Grace is not the abolition of the Law. Grace is the means by which the Law gets done.

What This Means for You

If you've been taught that Romans 6:14 means the Law is abolished, you've been handed a verse that contradicts itself one sentence later. The reading that has dominated Christian preaching for centuries can't survive its own context. It can't even survive Paul's own next breath.

What Paul actually teaches in Romans 6 is good news, but it's a different good news than the one most pulpits preach. The good news is not that God's standards have been lowered or removed. The good news is that the death penalty hanging over you for breaking them has been paid in full, and the Spirit who raised Yeshua from the dead now lives in you — so that "the requirement of the Law might be fulfilled in us." Obedience is no longer a doomed attempt to earn God's favor. Obedience is the fruit of God's favor already given.

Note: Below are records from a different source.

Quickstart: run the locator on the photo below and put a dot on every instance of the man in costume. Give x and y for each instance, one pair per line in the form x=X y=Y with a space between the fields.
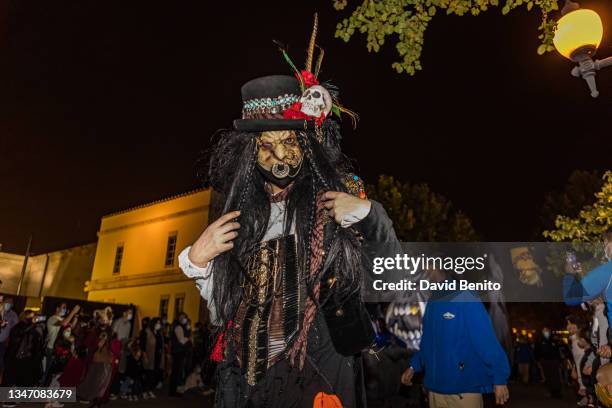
x=283 y=267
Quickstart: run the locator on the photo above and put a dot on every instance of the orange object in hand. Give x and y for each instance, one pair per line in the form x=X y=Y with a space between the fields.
x=323 y=400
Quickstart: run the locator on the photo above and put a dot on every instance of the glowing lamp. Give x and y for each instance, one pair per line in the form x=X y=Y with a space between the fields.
x=577 y=36
x=579 y=33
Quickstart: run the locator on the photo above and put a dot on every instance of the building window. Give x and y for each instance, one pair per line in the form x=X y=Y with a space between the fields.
x=179 y=303
x=118 y=259
x=170 y=249
x=164 y=301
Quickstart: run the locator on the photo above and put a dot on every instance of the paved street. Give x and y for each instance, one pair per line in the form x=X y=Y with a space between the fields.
x=533 y=396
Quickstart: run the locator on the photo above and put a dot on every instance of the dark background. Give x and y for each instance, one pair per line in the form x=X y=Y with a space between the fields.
x=108 y=104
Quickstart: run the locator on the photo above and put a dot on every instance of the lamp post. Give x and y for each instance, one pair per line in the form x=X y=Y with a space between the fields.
x=577 y=37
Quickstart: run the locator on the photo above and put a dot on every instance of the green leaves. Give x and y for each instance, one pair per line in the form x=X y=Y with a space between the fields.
x=407 y=21
x=592 y=221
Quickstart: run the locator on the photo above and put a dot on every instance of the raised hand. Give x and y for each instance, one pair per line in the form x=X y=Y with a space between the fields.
x=217 y=238
x=341 y=204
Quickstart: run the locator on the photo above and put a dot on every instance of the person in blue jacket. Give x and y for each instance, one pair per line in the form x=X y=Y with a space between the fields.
x=459 y=353
x=598 y=282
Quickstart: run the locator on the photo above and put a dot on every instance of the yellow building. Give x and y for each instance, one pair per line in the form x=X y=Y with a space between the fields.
x=136 y=258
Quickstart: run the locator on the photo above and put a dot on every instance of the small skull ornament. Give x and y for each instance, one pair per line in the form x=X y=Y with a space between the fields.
x=316 y=100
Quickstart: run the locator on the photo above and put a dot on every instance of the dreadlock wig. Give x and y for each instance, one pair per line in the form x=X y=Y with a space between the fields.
x=232 y=174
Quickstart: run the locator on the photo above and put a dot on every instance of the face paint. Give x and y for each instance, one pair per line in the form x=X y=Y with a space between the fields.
x=279 y=157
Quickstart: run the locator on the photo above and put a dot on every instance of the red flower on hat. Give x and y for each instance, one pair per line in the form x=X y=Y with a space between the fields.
x=295 y=112
x=309 y=79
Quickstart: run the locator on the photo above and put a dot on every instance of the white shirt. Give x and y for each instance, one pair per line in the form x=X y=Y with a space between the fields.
x=276 y=223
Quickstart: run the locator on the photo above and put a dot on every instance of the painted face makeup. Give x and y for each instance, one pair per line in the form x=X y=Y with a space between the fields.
x=279 y=157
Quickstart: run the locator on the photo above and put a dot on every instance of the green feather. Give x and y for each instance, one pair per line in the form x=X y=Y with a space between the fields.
x=292 y=65
x=336 y=111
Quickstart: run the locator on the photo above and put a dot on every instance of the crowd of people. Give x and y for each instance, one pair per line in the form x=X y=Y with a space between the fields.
x=104 y=357
x=579 y=356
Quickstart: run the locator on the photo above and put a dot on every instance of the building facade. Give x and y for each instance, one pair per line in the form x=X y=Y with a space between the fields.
x=136 y=257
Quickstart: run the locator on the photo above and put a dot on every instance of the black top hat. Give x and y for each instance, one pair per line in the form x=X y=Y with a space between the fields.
x=265 y=100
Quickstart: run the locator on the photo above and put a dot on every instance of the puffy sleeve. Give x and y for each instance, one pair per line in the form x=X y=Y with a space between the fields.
x=202 y=277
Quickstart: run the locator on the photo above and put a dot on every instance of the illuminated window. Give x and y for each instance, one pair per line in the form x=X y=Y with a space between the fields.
x=170 y=249
x=164 y=301
x=179 y=303
x=118 y=259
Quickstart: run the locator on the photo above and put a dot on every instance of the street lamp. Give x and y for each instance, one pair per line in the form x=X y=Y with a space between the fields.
x=578 y=34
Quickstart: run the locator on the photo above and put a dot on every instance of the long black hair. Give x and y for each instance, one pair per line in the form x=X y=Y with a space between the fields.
x=233 y=175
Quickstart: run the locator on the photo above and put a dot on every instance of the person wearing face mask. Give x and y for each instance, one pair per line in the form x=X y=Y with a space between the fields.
x=24 y=353
x=181 y=345
x=122 y=329
x=9 y=320
x=154 y=361
x=60 y=319
x=548 y=356
x=597 y=282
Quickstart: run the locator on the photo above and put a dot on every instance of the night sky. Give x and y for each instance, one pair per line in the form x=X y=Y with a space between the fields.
x=108 y=104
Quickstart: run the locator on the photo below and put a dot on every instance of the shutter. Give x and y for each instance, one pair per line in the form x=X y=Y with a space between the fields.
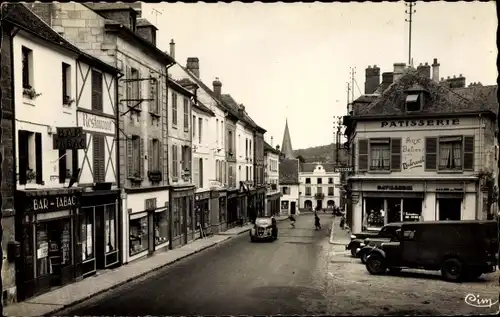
x=150 y=155
x=468 y=153
x=363 y=155
x=39 y=159
x=130 y=156
x=431 y=146
x=141 y=158
x=62 y=166
x=395 y=154
x=23 y=156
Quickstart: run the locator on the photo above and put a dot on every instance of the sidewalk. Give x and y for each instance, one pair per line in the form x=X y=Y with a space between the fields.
x=56 y=300
x=337 y=235
x=240 y=230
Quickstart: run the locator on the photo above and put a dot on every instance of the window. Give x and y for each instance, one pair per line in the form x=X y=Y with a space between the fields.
x=186 y=115
x=308 y=191
x=27 y=67
x=135 y=162
x=98 y=158
x=154 y=155
x=330 y=191
x=160 y=223
x=66 y=84
x=200 y=130
x=30 y=157
x=138 y=234
x=174 y=109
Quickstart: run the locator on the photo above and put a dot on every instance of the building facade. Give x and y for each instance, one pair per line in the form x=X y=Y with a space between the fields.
x=66 y=182
x=424 y=150
x=319 y=186
x=271 y=179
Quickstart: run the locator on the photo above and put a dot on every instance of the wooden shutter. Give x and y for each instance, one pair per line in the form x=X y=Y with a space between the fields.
x=141 y=158
x=395 y=154
x=39 y=158
x=468 y=153
x=150 y=155
x=23 y=155
x=62 y=166
x=130 y=156
x=431 y=147
x=363 y=155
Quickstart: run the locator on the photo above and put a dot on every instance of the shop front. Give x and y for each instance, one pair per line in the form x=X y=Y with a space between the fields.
x=183 y=224
x=202 y=214
x=45 y=228
x=97 y=231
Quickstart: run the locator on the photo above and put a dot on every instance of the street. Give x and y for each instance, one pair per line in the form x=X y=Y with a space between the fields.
x=300 y=273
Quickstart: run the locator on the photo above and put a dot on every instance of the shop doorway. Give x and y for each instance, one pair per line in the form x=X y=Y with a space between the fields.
x=450 y=208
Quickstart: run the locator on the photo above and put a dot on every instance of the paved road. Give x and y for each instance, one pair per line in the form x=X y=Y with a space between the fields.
x=301 y=273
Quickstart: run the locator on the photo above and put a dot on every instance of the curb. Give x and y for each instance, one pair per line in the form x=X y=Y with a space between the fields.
x=128 y=280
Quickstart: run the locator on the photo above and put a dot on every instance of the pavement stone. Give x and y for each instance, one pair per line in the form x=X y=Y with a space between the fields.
x=76 y=292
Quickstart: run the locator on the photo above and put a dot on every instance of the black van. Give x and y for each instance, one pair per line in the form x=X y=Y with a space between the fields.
x=460 y=249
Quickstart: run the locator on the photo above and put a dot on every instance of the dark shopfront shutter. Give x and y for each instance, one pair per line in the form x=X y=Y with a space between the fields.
x=430 y=154
x=39 y=159
x=395 y=154
x=363 y=155
x=468 y=153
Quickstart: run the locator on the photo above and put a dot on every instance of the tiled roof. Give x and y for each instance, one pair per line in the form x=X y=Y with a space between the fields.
x=309 y=167
x=289 y=171
x=19 y=15
x=441 y=99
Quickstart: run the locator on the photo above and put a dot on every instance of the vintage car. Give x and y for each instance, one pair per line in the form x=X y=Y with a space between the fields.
x=358 y=239
x=461 y=250
x=264 y=229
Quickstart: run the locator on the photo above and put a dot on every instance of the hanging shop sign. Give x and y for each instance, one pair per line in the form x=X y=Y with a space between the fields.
x=69 y=139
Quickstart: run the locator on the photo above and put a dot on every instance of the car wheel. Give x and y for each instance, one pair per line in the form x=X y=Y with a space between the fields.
x=375 y=264
x=452 y=270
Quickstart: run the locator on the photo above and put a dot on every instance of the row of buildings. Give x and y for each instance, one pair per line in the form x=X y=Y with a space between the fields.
x=421 y=148
x=111 y=149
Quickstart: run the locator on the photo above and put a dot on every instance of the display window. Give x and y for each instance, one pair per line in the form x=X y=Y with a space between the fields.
x=160 y=223
x=138 y=232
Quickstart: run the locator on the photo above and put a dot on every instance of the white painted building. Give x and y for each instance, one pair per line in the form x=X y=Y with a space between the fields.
x=319 y=186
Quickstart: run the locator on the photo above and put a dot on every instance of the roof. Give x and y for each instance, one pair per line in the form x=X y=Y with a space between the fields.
x=269 y=148
x=440 y=98
x=289 y=172
x=309 y=167
x=20 y=16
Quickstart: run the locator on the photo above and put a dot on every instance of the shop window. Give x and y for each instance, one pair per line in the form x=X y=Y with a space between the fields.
x=87 y=234
x=111 y=227
x=160 y=223
x=138 y=235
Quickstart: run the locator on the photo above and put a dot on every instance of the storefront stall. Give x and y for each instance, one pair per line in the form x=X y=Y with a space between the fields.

So when someone tells you that keeping the Sabbath, eating clean, or honoring the feasts is "going back under the Law," the honest answer is: Paul means something very specific by that phrase, and it isn't what they think. Going back hypo nomon would mean returning to the dock — trying to be justified by your own performance, standing before the judge with your mouth open trying to defend yourself. That's a real danger. The Galatian church fell into it. Paul fought it his whole ministry.

But obeying God's commands as a justified, Spirit-filled believer is not going back under the Law. It is exactly what Paul calls the believer to do. It is what Yeshua defined as greatness in the kingdom. It is what Paul calls being a doer of the Law, not merely a hearer. It is the whole point of being moved from condemnation to grace in the first place.

The verse that gets quoted to end the conversation is actually the verse that opens it. Read the next sentence. Read the rest of the letter. Then ask whether Paul's gospel really has anything to do with abolishing God's commands — or whether it's the gospel that finally makes obedience possible.